Chief Administrative Officer Dan Strodel reported that his office saved the House $3 million over the first half of the year.
The Office of the Chief Administrative Officer saved the House $3 million over the first half of the year, according to the office’s semiannual report.
The report, submitted last month to the House Administration Committee, stated that from the time Dan Strodel took the helm as CAO in January through the end of June, the office froze vacant positions, reduced reliance on contractors and eliminated funding for nonessential programs.
“In this era of tightened budgets, the U.S. House of Representatives and the Office of the Chief Administrative Officer (CAO) are faced with new financial realities,” Strodel wrote in the report. “Like all Americans, the CAO is striving to operate more efficiently with fewer resources. To do this, we have focused on our core mission: providing the House community with services essential to its operations.”
House Administration Chairman Dan Lungren called the savings “a good start.”
“I commend Mr. Strodel for his hard work and have confidence in his ability to identify additional savings and ways to achieve greater efficiency within House operations,” the California Republican said in a statement Wednesday.

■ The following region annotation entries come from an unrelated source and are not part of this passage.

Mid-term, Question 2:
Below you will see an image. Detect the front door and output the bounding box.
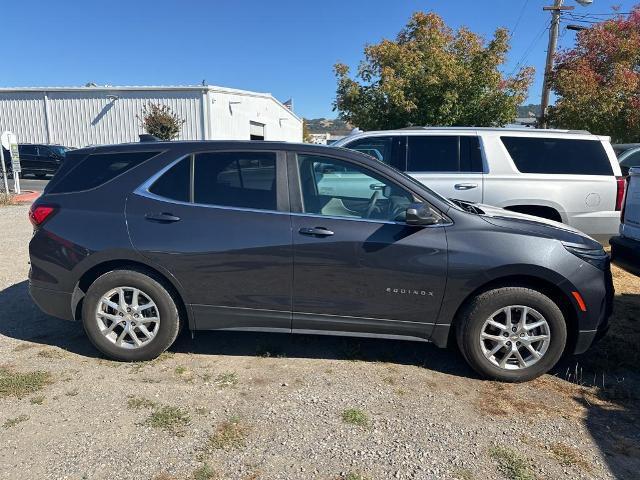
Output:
[127,151,293,331]
[289,155,447,338]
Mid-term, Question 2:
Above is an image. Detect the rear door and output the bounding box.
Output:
[127,150,293,331]
[405,134,484,203]
[622,168,640,241]
[289,154,447,338]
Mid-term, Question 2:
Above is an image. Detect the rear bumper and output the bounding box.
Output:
[609,236,640,276]
[567,211,620,245]
[573,269,615,354]
[29,283,75,320]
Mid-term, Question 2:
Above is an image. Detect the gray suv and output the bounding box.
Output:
[29,142,613,381]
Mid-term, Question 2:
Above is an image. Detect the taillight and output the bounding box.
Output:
[29,204,58,227]
[616,177,627,211]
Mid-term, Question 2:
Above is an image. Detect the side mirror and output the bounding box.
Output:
[405,203,438,225]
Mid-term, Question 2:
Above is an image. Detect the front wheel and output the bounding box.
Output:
[82,270,180,362]
[456,287,567,382]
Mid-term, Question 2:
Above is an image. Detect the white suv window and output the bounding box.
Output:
[500,136,613,175]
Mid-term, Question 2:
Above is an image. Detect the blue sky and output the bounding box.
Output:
[0,0,640,118]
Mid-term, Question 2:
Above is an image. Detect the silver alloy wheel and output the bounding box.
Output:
[96,287,160,349]
[480,305,551,370]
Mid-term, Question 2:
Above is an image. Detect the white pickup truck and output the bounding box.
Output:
[333,127,625,243]
[611,167,640,275]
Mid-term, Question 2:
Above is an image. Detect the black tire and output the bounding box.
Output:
[456,287,567,382]
[82,270,181,362]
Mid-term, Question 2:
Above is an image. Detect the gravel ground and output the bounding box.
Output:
[0,206,640,480]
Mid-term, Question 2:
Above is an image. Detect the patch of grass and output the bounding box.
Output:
[215,372,238,388]
[127,395,158,410]
[489,447,535,480]
[145,406,191,436]
[551,443,591,471]
[193,463,217,480]
[344,472,369,480]
[0,193,14,207]
[38,348,64,360]
[453,468,474,480]
[0,369,51,398]
[2,414,29,428]
[13,342,35,352]
[207,416,249,450]
[342,408,369,427]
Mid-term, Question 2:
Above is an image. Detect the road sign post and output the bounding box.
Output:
[0,131,22,193]
[0,146,9,194]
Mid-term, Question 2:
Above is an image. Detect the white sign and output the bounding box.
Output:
[0,131,18,150]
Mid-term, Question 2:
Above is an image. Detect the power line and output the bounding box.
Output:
[511,0,529,37]
[509,20,551,76]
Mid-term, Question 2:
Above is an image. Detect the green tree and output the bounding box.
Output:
[334,12,533,130]
[549,5,640,142]
[302,118,311,143]
[138,103,185,140]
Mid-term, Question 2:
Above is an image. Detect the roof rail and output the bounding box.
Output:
[139,133,160,142]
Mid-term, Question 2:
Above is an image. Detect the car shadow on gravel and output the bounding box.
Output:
[0,281,476,378]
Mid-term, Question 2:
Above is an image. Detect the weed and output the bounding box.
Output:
[342,408,369,427]
[551,443,591,471]
[0,369,51,398]
[193,463,217,480]
[2,414,29,428]
[215,372,238,388]
[453,468,474,480]
[38,348,64,360]
[127,395,158,410]
[489,447,535,480]
[207,416,249,450]
[344,472,369,480]
[13,342,35,352]
[0,193,14,207]
[146,406,191,436]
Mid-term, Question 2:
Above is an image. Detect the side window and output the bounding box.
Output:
[48,152,159,193]
[407,135,483,172]
[193,152,278,210]
[298,155,413,221]
[149,157,191,202]
[500,137,613,175]
[347,137,393,164]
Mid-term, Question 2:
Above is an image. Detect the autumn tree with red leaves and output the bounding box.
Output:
[549,5,640,142]
[334,12,533,130]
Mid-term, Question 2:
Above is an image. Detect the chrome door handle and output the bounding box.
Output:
[453,183,478,190]
[298,227,333,237]
[144,212,180,223]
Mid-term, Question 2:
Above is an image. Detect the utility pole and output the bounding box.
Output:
[540,0,574,128]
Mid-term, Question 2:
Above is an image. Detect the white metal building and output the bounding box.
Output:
[0,86,302,147]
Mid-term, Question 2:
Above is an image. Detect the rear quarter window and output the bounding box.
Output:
[47,152,160,193]
[500,137,613,175]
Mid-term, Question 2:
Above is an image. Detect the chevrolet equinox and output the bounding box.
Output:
[29,141,613,381]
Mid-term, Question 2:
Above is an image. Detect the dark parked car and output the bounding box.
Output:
[612,143,640,176]
[29,142,613,381]
[0,143,69,178]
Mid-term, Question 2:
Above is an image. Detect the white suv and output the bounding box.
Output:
[333,127,625,243]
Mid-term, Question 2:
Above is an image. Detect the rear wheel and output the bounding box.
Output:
[82,270,180,362]
[457,287,567,382]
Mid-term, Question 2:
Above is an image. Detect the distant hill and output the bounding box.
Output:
[518,103,540,118]
[304,118,353,135]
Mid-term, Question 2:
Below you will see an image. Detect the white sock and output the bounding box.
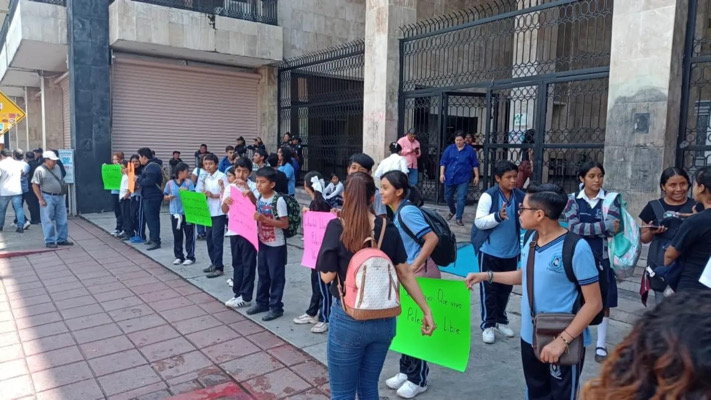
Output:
[596,317,610,355]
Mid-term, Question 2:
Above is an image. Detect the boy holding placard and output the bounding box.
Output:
[247,167,289,321]
[222,157,259,308]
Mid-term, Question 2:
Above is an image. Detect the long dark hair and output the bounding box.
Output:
[304,171,331,211]
[341,172,375,253]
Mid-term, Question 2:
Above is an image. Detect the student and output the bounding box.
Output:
[247,167,289,321]
[195,154,228,278]
[316,173,435,400]
[294,171,333,333]
[222,157,259,308]
[565,161,620,363]
[664,167,711,293]
[466,184,602,399]
[380,171,441,399]
[323,173,343,208]
[474,161,525,344]
[217,146,235,174]
[277,146,296,196]
[163,163,195,265]
[639,167,696,304]
[117,161,135,240]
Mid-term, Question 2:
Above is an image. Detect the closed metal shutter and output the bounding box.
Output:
[111,58,259,167]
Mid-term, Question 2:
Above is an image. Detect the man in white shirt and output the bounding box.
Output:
[0,149,25,233]
[195,154,228,278]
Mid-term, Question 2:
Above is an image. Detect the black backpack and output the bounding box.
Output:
[397,204,457,266]
[523,230,607,325]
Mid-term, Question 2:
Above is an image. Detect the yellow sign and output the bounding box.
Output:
[0,92,25,136]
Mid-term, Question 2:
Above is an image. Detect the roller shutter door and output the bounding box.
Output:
[111,59,259,167]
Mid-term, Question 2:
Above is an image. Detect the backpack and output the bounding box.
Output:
[471,186,526,253]
[523,231,607,326]
[337,218,400,321]
[272,193,301,238]
[602,192,642,277]
[397,204,457,266]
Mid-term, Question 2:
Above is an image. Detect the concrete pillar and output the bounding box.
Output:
[605,0,688,215]
[67,0,112,213]
[363,0,417,164]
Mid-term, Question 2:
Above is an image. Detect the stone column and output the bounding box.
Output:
[605,0,688,216]
[67,0,112,213]
[363,0,417,163]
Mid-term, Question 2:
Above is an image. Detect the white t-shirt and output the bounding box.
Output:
[257,196,289,247]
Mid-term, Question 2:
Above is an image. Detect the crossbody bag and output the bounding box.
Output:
[526,233,585,365]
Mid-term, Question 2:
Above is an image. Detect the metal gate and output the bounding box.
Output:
[676,0,711,173]
[279,40,365,179]
[399,0,613,203]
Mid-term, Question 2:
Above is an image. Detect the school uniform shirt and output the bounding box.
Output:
[393,201,432,264]
[671,209,711,291]
[316,218,407,299]
[257,193,289,247]
[163,179,195,215]
[474,189,521,258]
[521,233,599,346]
[222,180,259,236]
[195,171,229,217]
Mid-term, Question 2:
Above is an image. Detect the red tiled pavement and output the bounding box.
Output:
[0,220,328,400]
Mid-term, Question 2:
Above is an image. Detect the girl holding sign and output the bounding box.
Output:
[380,170,441,399]
[294,171,333,333]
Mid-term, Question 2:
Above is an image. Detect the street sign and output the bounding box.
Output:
[0,92,25,136]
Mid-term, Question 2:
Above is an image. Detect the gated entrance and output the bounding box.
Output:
[279,40,365,179]
[676,0,711,173]
[399,0,613,202]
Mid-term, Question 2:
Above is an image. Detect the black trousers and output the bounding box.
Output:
[400,354,430,386]
[521,340,585,400]
[257,243,286,311]
[230,236,257,301]
[119,198,136,238]
[206,215,227,271]
[170,215,195,261]
[479,252,518,330]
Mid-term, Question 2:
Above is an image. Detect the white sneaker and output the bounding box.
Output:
[481,328,496,344]
[496,324,516,338]
[294,314,318,325]
[385,373,407,390]
[225,296,251,308]
[397,381,427,399]
[311,322,328,333]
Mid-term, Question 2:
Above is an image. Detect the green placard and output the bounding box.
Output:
[180,190,212,227]
[390,278,471,372]
[101,164,121,190]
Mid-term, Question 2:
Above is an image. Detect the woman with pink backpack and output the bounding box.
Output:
[316,172,435,400]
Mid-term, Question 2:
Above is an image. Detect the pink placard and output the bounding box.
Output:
[228,186,259,250]
[301,211,336,269]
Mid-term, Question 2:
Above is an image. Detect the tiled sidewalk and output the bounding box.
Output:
[0,220,328,400]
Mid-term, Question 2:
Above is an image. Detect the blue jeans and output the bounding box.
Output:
[444,182,469,221]
[0,194,25,228]
[40,194,69,244]
[327,300,395,400]
[407,168,417,186]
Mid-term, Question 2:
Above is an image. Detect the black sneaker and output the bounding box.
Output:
[247,304,269,315]
[262,310,284,322]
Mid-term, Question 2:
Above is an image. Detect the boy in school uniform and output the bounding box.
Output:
[472,161,525,344]
[247,167,289,321]
[222,157,259,308]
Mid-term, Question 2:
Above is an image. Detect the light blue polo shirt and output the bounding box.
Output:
[521,234,598,346]
[394,201,432,264]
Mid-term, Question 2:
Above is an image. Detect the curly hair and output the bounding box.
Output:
[581,291,711,400]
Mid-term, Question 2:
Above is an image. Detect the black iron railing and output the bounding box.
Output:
[109,0,278,25]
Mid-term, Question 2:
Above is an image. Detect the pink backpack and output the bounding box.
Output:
[338,218,400,321]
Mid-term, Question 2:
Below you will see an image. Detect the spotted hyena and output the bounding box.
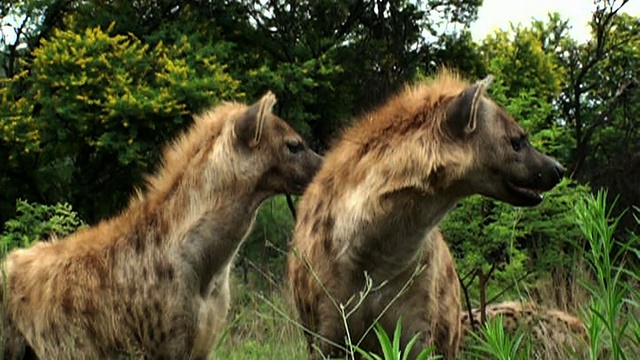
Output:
[461,301,589,360]
[3,93,321,359]
[288,71,563,359]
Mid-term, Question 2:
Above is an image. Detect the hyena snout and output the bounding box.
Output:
[286,149,323,195]
[506,149,564,206]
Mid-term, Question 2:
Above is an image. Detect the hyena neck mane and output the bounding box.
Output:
[318,76,469,273]
[114,103,271,286]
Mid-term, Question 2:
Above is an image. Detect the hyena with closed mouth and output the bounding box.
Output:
[288,71,563,359]
[0,93,322,359]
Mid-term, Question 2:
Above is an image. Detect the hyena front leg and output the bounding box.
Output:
[2,320,38,360]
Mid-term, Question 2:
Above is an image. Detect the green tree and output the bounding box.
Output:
[0,200,86,255]
[0,23,242,221]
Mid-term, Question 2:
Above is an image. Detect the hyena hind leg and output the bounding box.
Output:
[2,324,38,360]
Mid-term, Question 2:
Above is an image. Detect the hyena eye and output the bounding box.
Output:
[287,140,304,154]
[511,135,527,151]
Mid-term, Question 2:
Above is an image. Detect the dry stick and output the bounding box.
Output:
[487,270,534,304]
[478,264,496,324]
[286,194,296,220]
[458,270,479,332]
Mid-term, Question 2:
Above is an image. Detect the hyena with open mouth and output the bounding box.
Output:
[288,71,563,359]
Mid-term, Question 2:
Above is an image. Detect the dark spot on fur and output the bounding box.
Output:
[311,219,320,233]
[155,261,174,281]
[322,236,333,253]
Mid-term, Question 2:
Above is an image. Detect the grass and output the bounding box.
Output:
[0,192,640,360]
[214,192,640,360]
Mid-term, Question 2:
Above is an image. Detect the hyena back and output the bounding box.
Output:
[2,93,321,359]
[288,71,563,359]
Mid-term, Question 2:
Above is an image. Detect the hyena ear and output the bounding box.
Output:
[235,91,277,147]
[446,75,493,137]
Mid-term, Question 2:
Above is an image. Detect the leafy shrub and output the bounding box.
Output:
[0,200,86,252]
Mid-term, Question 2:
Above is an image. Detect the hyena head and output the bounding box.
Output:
[234,92,322,195]
[445,76,564,206]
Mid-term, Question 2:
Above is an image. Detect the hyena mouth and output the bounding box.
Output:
[507,181,543,205]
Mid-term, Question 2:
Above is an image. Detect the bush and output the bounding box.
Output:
[0,200,86,253]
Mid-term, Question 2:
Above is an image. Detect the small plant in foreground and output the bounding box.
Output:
[470,316,531,360]
[354,319,440,360]
[576,191,640,360]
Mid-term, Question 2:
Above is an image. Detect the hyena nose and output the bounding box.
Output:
[553,160,564,182]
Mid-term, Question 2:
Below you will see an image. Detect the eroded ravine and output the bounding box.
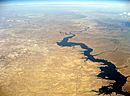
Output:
[57,32,130,96]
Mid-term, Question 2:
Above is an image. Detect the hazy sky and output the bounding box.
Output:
[0,0,130,3]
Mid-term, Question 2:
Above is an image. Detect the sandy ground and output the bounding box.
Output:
[0,5,130,96]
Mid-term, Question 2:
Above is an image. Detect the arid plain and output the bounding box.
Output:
[0,4,130,96]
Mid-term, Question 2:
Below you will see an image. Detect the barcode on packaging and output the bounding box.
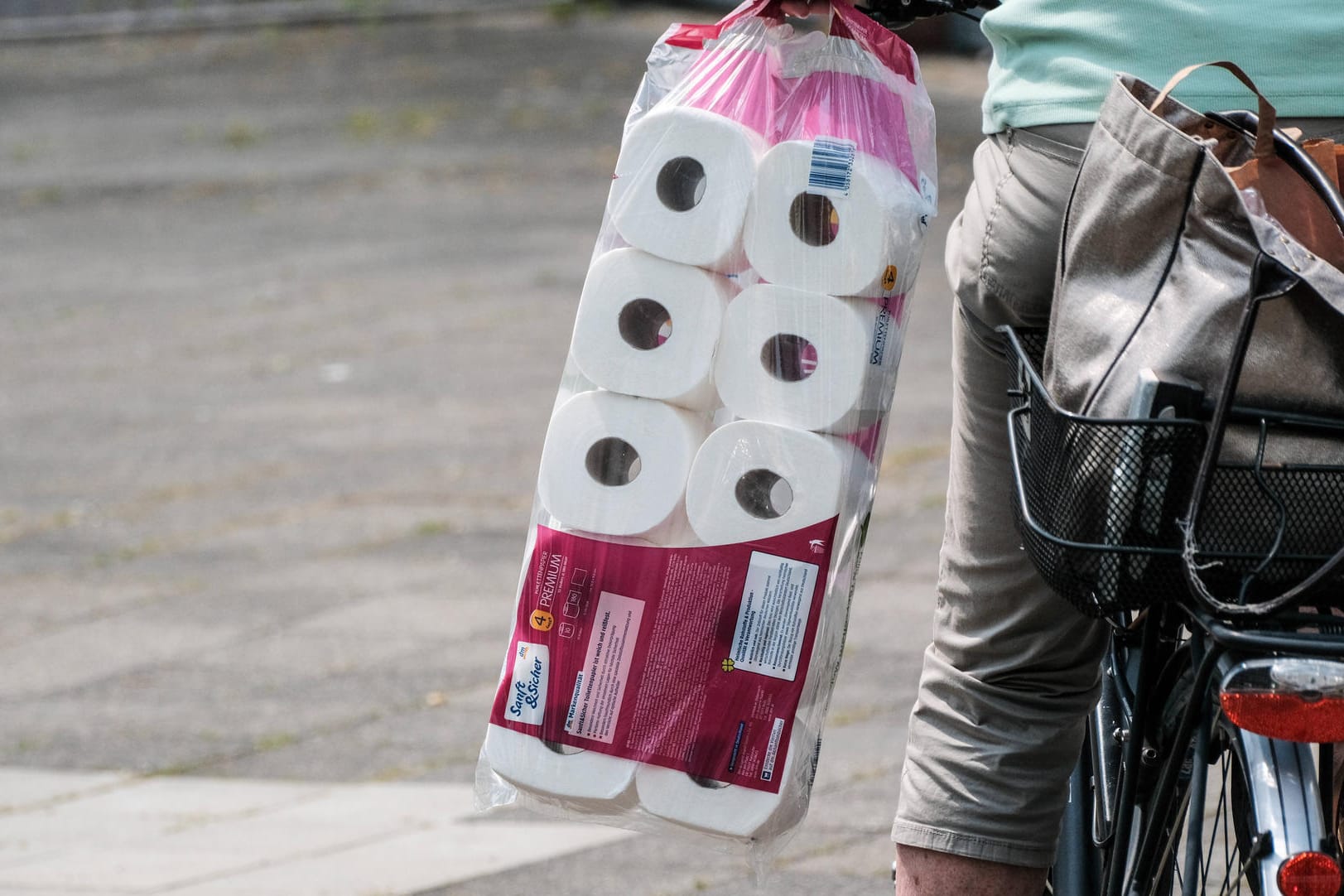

The office provides operations infrastructure and support to the House in areas such as technology, finance, logistics, human resources and acquisitions. It was appropriated approximately $127 million for fiscal 2011, about $3 million less than it was appropriated the year before, according to CAO spokesman Dan Weiser.
The report singled out the fact that the CAO took over carpet-cleaning duties previously handled by contractors in order to save money.
“The CAO carpet shop assumed the duties of the previous public carpet cleaning contract, saving the House nearly $200,000 per year,” it stated. “By hiring key personnel within the carpet shop, we were able to develop and maintain a carpet cleaning schedule for various areas using only House staff.”
Most of the savings were achieved through staffing vacancies, according to Weiser. The CAO was operating with 99 vacancies as of June 30, or almost one-eighth of its 798 positions, the report said.
“More than $1 million, the bulk of the savings, came through not filling vacant positions,” Weiser said in an email Wednesday. “Substantial savings also came from reduced contractor support, equipment replacement and maintenance savings, and from cancelling underutilized services.”
The report was issued before the CAO laid off 23 employees, including 10 from the First Call Service Center, which is the first point of contact for Member offices for everything from moving furniture to filing “Dear Colleague” letters.
“In the current economic environment, everyone has had to do more with less, and the CAO is no exception,” Jamie Fleet, Democratic staff director for the House Administration Committee, said in a statement Wednesday when asked about the report. “It is our responsibility to taxpayers, and obligation to our colleagues, to hold the CAO accountable if these cuts impact Members’ ability to effectively serve constituents.”
The CAO report also gave details about the process of relocating Members’ offices during the transition to the 112th Congress. The CAO moved more than 250 offices, and although a majority of Hill offices were satisfied with the work, just 67 percent of district offices said the same, according to a survey released with the report.
The CAO blamed the dissatisfaction primarily on the General Services Administration, which handles computer removal in district offices.
“In new Member District offices, GSA removes — without replacing — computers that do not meet House minimum technical standards. In contrast, a replacement is provided for each non-compliant computer removed from new Member offices in Washington,” the report stated. “We will be working to remedy this issue before the transition to the 113th Congress.”